We have been operating restaurant for past 4 years in a strip center. Our rent went from 6k to almost 8k this year while our revenue declined from approximately 45k per month to 26-28k now. The landlord Publix opened 2 more restaurants in our vicinity which obviously added to our lost revenue. Also, the landlord, a grocery chain, came out with very aggressive pricing on their deli items. Our lease will expire in 2 years. How can we get out of it now? We already asked for rent reduction last year and were declined. We can’t go on at this pace anymore. Last year we had to use money from our retirement savings and maxed out our business credit card just to pay the bills. Now we have same problem plus tax bill for taxes and early withdrawal penalty.

Asked on April 17, 2019 under Real Estate Law, Florida

Answers:

SJZ, Member, New York Bar / FreeAdvice Contributing Attorney

Answered 4 years ago | Contributor

Unfortunately, negative changes in your financial situation are NOT legal grounds to terminate a lease early.
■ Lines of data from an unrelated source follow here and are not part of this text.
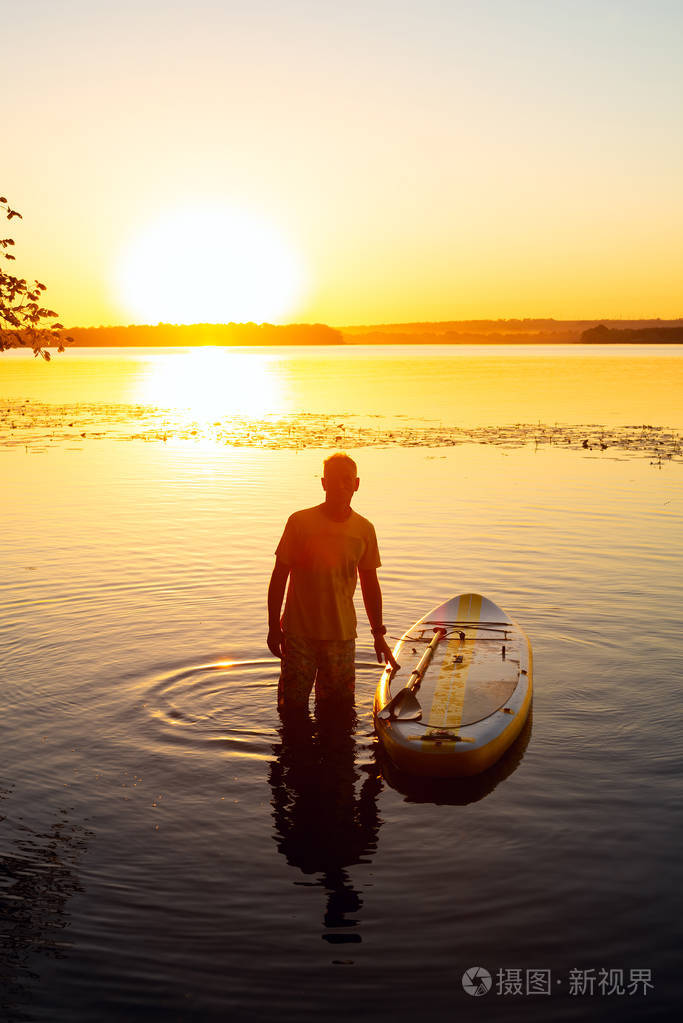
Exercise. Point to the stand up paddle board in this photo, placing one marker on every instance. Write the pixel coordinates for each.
(462, 693)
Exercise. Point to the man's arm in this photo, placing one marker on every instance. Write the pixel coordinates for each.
(278, 582)
(372, 601)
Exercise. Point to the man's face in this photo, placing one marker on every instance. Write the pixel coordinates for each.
(339, 484)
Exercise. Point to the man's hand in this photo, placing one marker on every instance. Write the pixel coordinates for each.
(276, 640)
(383, 653)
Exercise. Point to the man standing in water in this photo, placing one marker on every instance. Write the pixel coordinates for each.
(322, 551)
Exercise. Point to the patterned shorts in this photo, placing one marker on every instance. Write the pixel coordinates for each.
(328, 663)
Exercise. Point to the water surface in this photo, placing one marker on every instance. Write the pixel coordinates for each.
(170, 852)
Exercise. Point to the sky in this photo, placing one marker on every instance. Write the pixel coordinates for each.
(359, 163)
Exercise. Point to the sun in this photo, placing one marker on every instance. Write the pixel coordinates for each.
(210, 264)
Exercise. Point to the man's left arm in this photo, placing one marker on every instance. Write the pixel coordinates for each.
(372, 601)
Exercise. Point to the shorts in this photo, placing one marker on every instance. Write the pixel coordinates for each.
(328, 663)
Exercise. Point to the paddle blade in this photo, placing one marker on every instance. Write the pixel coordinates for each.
(404, 707)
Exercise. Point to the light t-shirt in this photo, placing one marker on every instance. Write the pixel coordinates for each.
(323, 558)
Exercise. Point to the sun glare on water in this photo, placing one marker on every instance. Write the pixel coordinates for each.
(209, 265)
(210, 384)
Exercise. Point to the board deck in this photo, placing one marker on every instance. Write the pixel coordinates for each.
(474, 695)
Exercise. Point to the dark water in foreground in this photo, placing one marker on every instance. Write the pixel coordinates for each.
(169, 852)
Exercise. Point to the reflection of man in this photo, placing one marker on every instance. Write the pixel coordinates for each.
(322, 551)
(323, 824)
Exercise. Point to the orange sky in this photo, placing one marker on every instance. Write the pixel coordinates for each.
(372, 162)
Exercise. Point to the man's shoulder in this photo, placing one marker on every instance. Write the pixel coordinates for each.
(304, 515)
(362, 521)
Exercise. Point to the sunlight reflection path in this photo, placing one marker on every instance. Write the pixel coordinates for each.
(36, 425)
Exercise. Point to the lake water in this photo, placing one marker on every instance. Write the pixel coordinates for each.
(169, 852)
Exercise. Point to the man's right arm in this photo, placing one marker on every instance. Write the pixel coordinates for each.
(278, 582)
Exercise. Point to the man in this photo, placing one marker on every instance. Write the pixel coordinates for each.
(322, 551)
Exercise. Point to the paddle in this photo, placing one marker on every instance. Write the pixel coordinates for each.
(404, 706)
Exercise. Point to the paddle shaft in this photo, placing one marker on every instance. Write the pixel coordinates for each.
(418, 671)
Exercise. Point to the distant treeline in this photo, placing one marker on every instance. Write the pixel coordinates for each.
(645, 336)
(516, 331)
(513, 331)
(172, 335)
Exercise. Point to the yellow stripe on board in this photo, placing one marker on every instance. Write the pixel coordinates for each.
(449, 698)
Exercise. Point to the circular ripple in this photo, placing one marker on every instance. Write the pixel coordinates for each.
(230, 707)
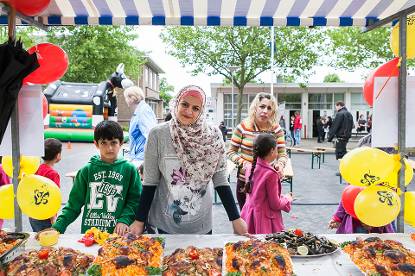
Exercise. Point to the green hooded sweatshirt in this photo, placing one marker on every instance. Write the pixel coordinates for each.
(109, 193)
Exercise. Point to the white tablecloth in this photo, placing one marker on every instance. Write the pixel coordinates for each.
(335, 264)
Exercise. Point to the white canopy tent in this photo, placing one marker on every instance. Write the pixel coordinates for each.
(336, 13)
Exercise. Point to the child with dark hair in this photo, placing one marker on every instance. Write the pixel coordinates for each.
(107, 187)
(262, 210)
(53, 150)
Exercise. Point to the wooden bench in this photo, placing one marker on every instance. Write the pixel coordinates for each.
(315, 154)
(288, 174)
(325, 150)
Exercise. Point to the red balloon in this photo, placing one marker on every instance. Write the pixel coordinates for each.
(53, 63)
(30, 7)
(44, 106)
(389, 69)
(348, 197)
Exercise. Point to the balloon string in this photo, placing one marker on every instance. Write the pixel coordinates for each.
(377, 96)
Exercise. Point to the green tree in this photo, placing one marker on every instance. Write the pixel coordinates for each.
(95, 51)
(332, 78)
(29, 35)
(166, 91)
(213, 50)
(349, 48)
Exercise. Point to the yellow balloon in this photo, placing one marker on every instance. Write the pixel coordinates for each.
(38, 197)
(366, 166)
(377, 206)
(28, 165)
(409, 210)
(7, 202)
(410, 45)
(392, 179)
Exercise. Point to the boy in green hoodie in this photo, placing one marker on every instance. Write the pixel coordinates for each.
(109, 188)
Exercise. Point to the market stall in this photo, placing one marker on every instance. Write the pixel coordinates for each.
(337, 263)
(305, 13)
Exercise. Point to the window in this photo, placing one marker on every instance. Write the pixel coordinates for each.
(292, 101)
(357, 102)
(338, 97)
(153, 105)
(320, 101)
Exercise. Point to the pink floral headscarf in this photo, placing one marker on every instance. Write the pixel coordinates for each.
(199, 146)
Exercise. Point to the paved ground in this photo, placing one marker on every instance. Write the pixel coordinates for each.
(317, 191)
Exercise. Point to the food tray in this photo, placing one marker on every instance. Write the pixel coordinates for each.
(12, 253)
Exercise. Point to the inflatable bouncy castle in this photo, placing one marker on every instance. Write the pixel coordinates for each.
(76, 108)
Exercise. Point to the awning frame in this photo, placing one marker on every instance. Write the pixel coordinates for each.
(401, 15)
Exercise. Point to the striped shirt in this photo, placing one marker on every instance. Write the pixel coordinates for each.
(241, 148)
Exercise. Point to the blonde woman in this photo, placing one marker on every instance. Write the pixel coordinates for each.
(262, 118)
(142, 121)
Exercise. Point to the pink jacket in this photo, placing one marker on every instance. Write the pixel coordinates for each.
(262, 210)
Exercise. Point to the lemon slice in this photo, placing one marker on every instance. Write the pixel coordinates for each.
(302, 250)
(48, 238)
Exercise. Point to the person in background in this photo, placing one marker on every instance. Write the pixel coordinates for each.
(298, 125)
(183, 157)
(327, 125)
(53, 154)
(361, 124)
(168, 117)
(262, 117)
(320, 129)
(142, 121)
(292, 119)
(4, 180)
(107, 188)
(341, 129)
(282, 122)
(264, 203)
(224, 130)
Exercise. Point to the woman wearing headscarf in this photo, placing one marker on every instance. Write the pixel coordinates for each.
(262, 117)
(182, 157)
(142, 121)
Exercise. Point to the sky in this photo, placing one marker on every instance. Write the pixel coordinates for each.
(178, 76)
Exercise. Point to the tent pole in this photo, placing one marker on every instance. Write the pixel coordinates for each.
(15, 133)
(402, 116)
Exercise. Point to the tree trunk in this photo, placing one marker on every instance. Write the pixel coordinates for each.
(238, 114)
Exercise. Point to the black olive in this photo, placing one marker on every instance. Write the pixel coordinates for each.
(219, 260)
(67, 260)
(122, 261)
(381, 270)
(130, 236)
(371, 251)
(406, 268)
(124, 250)
(372, 239)
(255, 263)
(395, 255)
(235, 263)
(21, 268)
(237, 245)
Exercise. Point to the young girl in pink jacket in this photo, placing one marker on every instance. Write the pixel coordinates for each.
(262, 210)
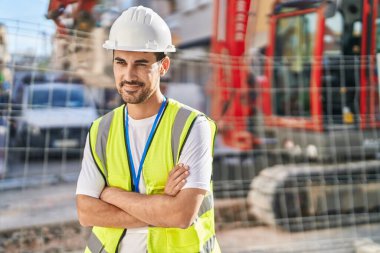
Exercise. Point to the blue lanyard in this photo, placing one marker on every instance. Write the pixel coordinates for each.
(136, 178)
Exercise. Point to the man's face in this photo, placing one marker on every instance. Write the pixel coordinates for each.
(137, 75)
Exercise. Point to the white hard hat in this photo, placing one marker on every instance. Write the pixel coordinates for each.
(140, 29)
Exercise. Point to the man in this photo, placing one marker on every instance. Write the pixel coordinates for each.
(134, 188)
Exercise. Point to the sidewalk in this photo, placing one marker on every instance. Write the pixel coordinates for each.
(55, 204)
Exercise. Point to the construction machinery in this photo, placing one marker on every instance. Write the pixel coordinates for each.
(319, 100)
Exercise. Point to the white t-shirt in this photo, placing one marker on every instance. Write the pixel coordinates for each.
(196, 153)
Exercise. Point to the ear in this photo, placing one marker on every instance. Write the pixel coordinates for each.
(165, 65)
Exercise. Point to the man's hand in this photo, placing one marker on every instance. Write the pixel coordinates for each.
(177, 179)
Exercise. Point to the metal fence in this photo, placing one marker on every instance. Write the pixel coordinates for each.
(295, 191)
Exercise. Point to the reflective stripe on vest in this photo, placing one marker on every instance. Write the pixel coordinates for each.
(101, 143)
(209, 245)
(179, 119)
(179, 124)
(94, 244)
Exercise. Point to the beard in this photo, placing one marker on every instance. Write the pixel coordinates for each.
(137, 96)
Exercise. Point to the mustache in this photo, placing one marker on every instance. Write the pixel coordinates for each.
(122, 83)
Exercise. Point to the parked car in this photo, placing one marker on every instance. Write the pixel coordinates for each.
(54, 117)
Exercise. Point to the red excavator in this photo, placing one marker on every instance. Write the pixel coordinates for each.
(80, 13)
(318, 98)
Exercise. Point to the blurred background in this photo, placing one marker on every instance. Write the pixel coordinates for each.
(292, 85)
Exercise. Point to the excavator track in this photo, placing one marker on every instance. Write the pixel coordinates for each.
(299, 197)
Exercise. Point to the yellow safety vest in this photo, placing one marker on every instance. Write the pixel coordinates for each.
(108, 148)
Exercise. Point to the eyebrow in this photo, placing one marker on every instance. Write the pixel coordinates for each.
(137, 61)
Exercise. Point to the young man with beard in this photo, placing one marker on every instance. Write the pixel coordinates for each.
(145, 183)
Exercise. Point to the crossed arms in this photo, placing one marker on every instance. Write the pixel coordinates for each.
(122, 209)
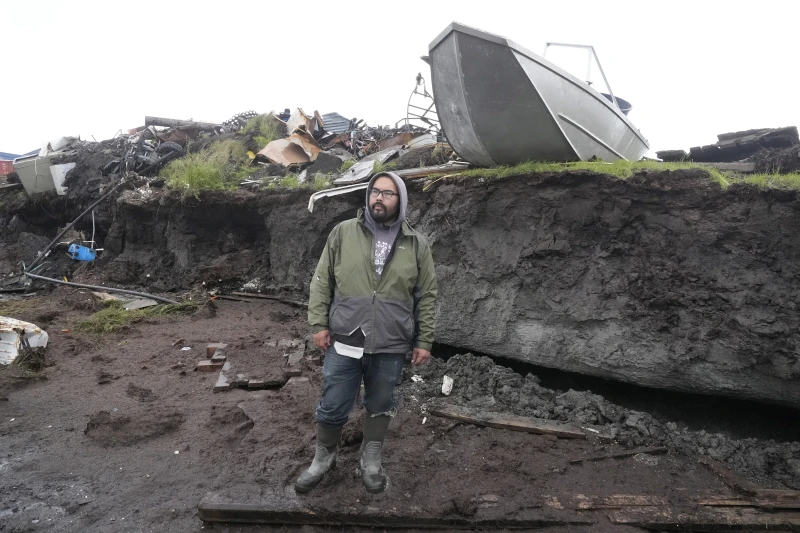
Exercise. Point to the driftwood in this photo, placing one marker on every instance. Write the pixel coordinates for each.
(179, 124)
(507, 421)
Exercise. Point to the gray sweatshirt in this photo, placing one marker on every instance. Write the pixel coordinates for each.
(386, 235)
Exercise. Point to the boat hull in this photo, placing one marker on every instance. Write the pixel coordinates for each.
(500, 104)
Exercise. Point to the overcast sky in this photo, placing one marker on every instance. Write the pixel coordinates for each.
(691, 69)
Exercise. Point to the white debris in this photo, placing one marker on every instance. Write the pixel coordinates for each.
(447, 385)
(14, 334)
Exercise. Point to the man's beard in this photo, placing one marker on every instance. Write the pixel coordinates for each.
(383, 216)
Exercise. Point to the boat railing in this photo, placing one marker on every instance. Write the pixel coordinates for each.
(590, 53)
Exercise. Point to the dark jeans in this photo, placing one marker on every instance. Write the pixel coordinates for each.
(342, 381)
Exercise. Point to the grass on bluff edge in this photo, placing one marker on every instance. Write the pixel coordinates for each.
(221, 166)
(626, 169)
(773, 181)
(264, 128)
(113, 317)
(316, 182)
(619, 169)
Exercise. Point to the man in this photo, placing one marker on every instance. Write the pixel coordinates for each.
(372, 300)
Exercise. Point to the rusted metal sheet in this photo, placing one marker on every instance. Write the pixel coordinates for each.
(297, 149)
(361, 171)
(6, 167)
(382, 156)
(16, 334)
(307, 143)
(398, 140)
(284, 152)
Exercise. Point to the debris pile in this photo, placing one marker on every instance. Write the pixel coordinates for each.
(481, 384)
(737, 146)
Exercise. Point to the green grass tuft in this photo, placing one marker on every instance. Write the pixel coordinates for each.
(218, 167)
(13, 308)
(321, 182)
(619, 169)
(113, 317)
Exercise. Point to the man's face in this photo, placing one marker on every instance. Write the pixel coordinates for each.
(383, 208)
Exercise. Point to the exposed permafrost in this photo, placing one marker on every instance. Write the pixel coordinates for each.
(663, 280)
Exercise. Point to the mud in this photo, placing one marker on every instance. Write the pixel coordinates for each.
(110, 429)
(247, 444)
(778, 160)
(663, 280)
(480, 383)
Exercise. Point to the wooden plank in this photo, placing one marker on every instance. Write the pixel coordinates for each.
(290, 511)
(660, 450)
(619, 501)
(748, 502)
(413, 173)
(736, 519)
(744, 168)
(293, 303)
(507, 421)
(729, 477)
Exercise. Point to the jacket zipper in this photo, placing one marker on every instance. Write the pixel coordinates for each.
(375, 281)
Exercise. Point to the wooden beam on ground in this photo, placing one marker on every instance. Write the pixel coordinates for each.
(769, 505)
(738, 519)
(413, 173)
(660, 450)
(742, 168)
(729, 477)
(508, 421)
(619, 501)
(179, 124)
(293, 303)
(291, 511)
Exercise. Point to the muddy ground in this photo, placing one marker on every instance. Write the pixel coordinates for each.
(663, 280)
(120, 434)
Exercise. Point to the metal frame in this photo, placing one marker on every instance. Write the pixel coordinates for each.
(433, 123)
(591, 53)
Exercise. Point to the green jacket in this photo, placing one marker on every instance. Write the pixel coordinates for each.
(396, 312)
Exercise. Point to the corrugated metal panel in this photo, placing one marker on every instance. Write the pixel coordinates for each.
(335, 123)
(6, 167)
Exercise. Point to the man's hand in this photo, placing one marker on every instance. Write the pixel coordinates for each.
(322, 339)
(420, 357)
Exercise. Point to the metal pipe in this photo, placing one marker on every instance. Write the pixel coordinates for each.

It is also not grounds that your landlord is effectively competing with you, unless the lease itself had some clause preventing them from doing what they are doing. (If it did, then their breach of that clause would be a "material," or important, lease violation which would allow you to treat the lease as terminated and end it early.)
Once you sign a lease, you are obligated for its full duration unless there is some early termination clause in the lease, with which you fully comply, or unless, as mentioned above, the landlord breaches or violates the lease in a material way. If those do not apply, you will not be able to get out of the lease early.